Weighted Random Distribution

Helpful script writing tricks and HowTo's
User avatar
rommmcek
Posts: 1123
Joined: 15 Aug 2014, 15:18

Weighted Random Distribution

19 Oct 2020, 20:09

Weighted Random Distribution
for AutoHotkey v1.1 (Original article - Thanks Ferry Boender)

Preface

Randomly selecting elements from a set of items is easy. Just generate a random number between 0 and the length of the set minus one, and use that as an index in the set [if it is an array] to get a random entry. The chance that an entry is picked is the same for each entry in the set. This is called even distribution or uniform distribution.
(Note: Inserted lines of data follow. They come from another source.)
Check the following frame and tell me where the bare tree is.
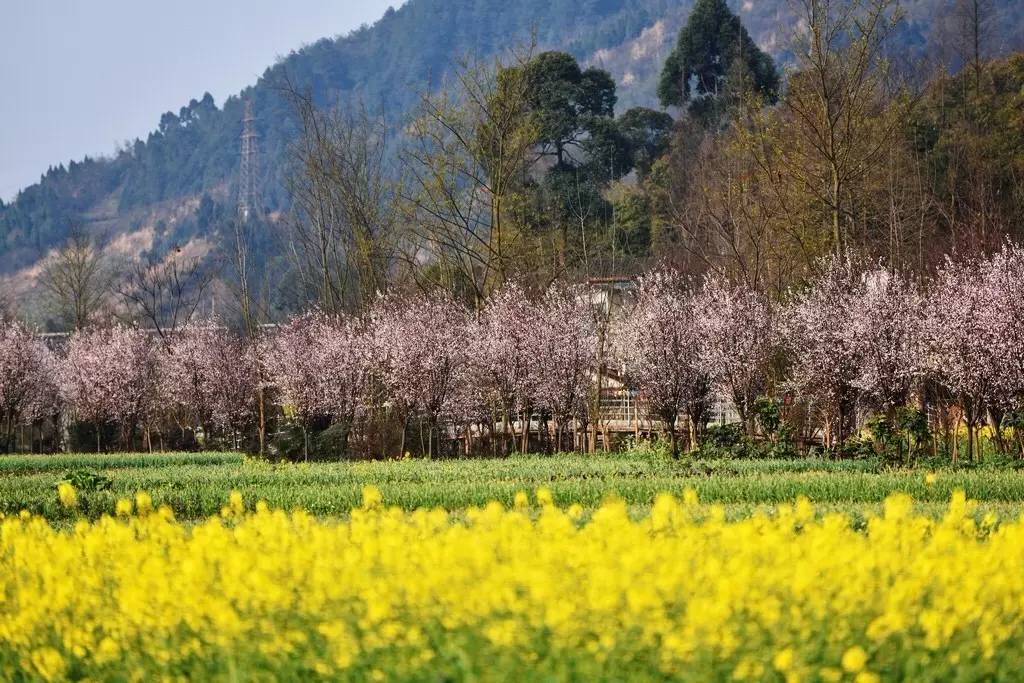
[402,50,537,302]
[750,0,905,253]
[116,251,216,344]
[284,80,397,312]
[39,226,112,330]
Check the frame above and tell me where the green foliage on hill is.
[0,0,1024,271]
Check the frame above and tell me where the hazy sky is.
[0,0,401,201]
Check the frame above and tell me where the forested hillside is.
[0,0,1024,272]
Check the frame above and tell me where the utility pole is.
[239,99,260,222]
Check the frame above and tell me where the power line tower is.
[239,99,260,221]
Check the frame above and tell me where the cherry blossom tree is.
[372,296,469,456]
[847,267,925,421]
[0,322,57,452]
[924,259,1000,461]
[158,321,259,446]
[782,256,861,449]
[468,284,539,455]
[266,311,374,459]
[697,275,777,435]
[979,242,1024,419]
[60,326,158,451]
[611,270,711,457]
[924,244,1024,460]
[534,284,597,451]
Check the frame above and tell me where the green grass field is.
[6,454,1024,521]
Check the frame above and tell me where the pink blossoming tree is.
[611,270,711,457]
[697,276,777,435]
[60,326,158,450]
[0,322,58,452]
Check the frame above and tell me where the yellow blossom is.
[842,645,867,674]
[57,481,78,508]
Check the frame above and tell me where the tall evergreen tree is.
[657,0,779,124]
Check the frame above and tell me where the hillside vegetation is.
[0,0,1024,271]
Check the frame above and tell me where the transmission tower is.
[239,99,260,221]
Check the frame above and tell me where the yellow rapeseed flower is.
[842,645,867,674]
[57,481,78,508]
[0,486,1024,683]
[135,490,153,515]
[362,485,384,510]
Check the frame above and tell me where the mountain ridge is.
[0,0,1024,272]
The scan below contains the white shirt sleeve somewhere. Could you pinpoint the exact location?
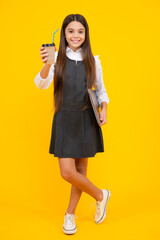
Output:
[34,51,58,89]
[94,55,110,105]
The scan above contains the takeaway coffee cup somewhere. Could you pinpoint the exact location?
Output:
[42,43,55,64]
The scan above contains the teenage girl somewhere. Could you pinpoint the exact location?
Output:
[34,14,110,234]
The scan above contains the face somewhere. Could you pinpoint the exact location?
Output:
[65,21,85,52]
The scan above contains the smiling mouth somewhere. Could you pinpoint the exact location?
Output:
[71,40,80,43]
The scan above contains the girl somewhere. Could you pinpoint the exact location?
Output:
[34,14,110,234]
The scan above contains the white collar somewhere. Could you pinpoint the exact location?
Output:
[66,46,83,61]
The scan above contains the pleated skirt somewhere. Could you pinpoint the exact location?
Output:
[49,105,104,158]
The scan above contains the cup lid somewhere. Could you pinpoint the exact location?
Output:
[42,43,55,47]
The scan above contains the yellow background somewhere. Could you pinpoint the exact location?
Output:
[0,0,160,240]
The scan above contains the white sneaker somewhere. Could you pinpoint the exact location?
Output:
[91,189,111,223]
[63,212,77,234]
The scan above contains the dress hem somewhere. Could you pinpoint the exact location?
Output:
[49,151,104,158]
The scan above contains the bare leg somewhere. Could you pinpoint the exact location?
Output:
[58,158,103,210]
[67,158,88,214]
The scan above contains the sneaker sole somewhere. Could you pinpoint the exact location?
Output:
[96,189,111,224]
[63,227,77,234]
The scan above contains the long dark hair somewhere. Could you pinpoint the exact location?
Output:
[53,14,96,113]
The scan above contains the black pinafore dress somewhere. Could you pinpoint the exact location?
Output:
[49,56,104,158]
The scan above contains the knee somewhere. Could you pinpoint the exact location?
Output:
[77,167,87,176]
[61,169,75,182]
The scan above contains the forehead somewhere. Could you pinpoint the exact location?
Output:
[66,21,85,30]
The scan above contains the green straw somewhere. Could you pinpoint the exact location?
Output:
[53,28,59,43]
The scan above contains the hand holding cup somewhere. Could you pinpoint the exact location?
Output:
[40,47,57,63]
But what if we do not want each entry to appear as much as every other? Suppose we’re creating a question-answer game, and we want the questions the user got wrong previously to appear more often than the question he or she got right? This is called a Weighted Random Distribution, or sometimes Weighted Random Choice, and there are multiple methods of implementing such as random picker.

This article explains these various methods of implementing Weighted Random Distribution along with their pros and cons. We use AutoHotkey as our language of choice, because it has an easy to read syntax, and provides many useful tools which would take many more lines of code in most other languages. Along the way all AutoHotkey “tricks” will be explained.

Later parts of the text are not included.